Happy I am. Healthy I am. Holy I am.
The word “mantra” may sound foreign to you. The human brain is designed to categorize by experience and knowledge, filing each thing it sees, hears, and knows almost instantaneously. For me, the first time I considered “mantra” I automatically filed it into- “Eastern Thought-Religion Other Than My Own-Foreign Word-Some Sort of Prayer-Possibly Mystical-Meditation-Fluff to be Discounted-Feel Good- Boring-Not Worth My Time or Energy-Not Needed-Just A Bunch of Blather.” You can probably tell I’m a fairly cynical and arrogant person, so easily contributing the onus of negative experience and “I’m better than that” attitude to a simple word, a simple thing. I attached feeling and emotion to a practice based totally on what I picked up from society as opposed to my own actual experience.
But I’m still growing! Give me a break!
In my attempt to POSSIBLY set aside my “I already know” attitude and allow myself to be open to new ideas, I decided to try a mantra. And, dammit, it worked. It works. Mantras work in you like a drop of water in a slip of a crack seeping in and spreading, reaching down deep into the center and creeping out through bones, sinew, vessels, and straight out your limbs, mouth, your very breath. But what IS a mantra?!
The definition of mantra is a word or sound repeated to aid concentration in meditation. Or it can apply specifically to a word or statement, catch phrase, or slogan repeated frequently.

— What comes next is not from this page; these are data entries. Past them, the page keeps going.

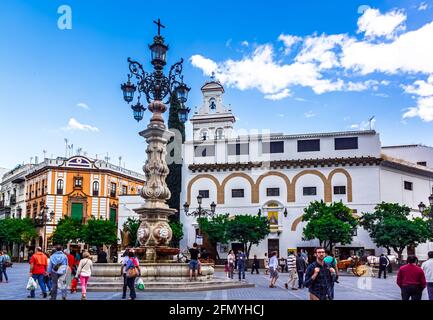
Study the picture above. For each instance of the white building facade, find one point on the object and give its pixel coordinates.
(278, 175)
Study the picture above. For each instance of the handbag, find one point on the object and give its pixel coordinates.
(31, 284)
(132, 272)
(139, 284)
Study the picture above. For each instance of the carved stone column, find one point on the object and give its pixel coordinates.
(154, 230)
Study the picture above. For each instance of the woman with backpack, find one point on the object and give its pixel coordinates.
(5, 262)
(84, 272)
(132, 271)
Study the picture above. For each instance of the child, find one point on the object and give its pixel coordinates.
(227, 269)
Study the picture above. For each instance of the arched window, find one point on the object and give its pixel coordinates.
(204, 135)
(212, 105)
(59, 186)
(219, 134)
(96, 188)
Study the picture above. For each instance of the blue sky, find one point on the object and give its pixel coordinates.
(288, 66)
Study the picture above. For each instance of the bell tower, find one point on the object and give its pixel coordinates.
(212, 121)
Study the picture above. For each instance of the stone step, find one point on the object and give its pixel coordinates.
(172, 286)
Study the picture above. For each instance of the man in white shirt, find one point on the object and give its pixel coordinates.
(427, 267)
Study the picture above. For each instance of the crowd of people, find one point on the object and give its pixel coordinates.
(60, 270)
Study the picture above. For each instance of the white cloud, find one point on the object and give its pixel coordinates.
(364, 125)
(374, 24)
(288, 41)
(73, 124)
(83, 105)
(410, 52)
(424, 110)
(319, 49)
(278, 96)
(309, 114)
(421, 88)
(207, 65)
(335, 62)
(423, 6)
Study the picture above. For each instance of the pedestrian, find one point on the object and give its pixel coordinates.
(58, 269)
(304, 256)
(411, 280)
(266, 263)
(332, 263)
(293, 272)
(193, 262)
(227, 269)
(84, 272)
(231, 261)
(273, 269)
(241, 260)
(301, 266)
(125, 258)
(38, 270)
(102, 256)
(132, 269)
(383, 265)
(427, 267)
(255, 265)
(29, 255)
(5, 262)
(318, 277)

That’s it. A repeated phrase. Simple.
So why all the filing? Why all the misconception? Why tack on all the other stuff? Why is a mantra so heavy?
Because they are heavy.
Again, back to our brains. Repeating something can flip the switch in our heads -the switch that says “unfamiliar to familiar,” the switch that says “not true to true.” When we repeat something, we sway to the belief of it. It starts in the mind. The mind is the first battleground. Arrogantly, I thought I was above such physiological trappings. I thought I could out-think my own brain wiring. But as it turns out, the WAY we talk to ourselves, the things we say to ourselves, counts. It counts. It just does. So when I landed on this simple mantra it spoke- Happy I am. Healthy I am. Holy I am. The first time I read it I cried. I remember wanting to believe it, wishing it was true. But I didn’t believe it. It might be true for other people but never for me. I was too broken, too weird, too damaged. Little did I understand that I was using a mantra- just a terrible one. One filled with debilitating anger and meanness. One that told me I wasn’t worth the good things because I was, you know, yucky. That’s the beauty of the mantra. If you use it, it becomes true. It becomes truth. So I tried a different one. One that spoke good into my heart- like into my actual heart. My chest expands when I say this. (Aside: The body/mind connection is so interesting and I don’t understand it at all but even though it makes no sense to me it’s still a thing.) No longer would I be the fat, stupid failure. Now I am happy. I am healthy. I am, dare I say it, holy.
I love when things come in threes. It’s so complete, whole. But to understand each part of the trinity, the parts need to be unpacked (buzz word!) individually.
Happy I am.
How do you know you’re happy? How do you know when you’re happy down deep no matter what emotion you are currently feeling? I believe you can be happy as a whole even when experiencing other emotions. Just because you are mad, sad, glad in a moment doesn’t mean you are an unhappy person.
I have always been a generally upbeat person despite my inclination for cynicism, realism, and a slight leaning toward the subversive and macabre. But I did not put the label of “Happy Person” on myself until I chose it. I picked it. I decided I was. That’s how it happened. I decided I would not automatically see the negative in situations, in people, in myself. I would stay open and let more of what WAS in and less of my preemptive. I would listen instead of tell. I would say kind things to others and myself. I would repeat them. Am I always in a happy mood? Do I let the cynicism into my heart? No longer. My heart is a safe place full of gratitude, joy, hard work, and peace (kind of.)
I use my mantra to keep my mind aligned, because it does take work. It does take the choosing. It’s an active part of living every day. Some days the choosing is easier than others and the longer I live the more “easy” days I find. The more time I spend on my mat and filling my time, space, and mind with the things that serve me well, the more in tune I am. The more I keep it at the forefront the more it works in me. I imagine I’ll have to do it forever, there’s no break, but that’s ok. It’s not a burden. I’m happy.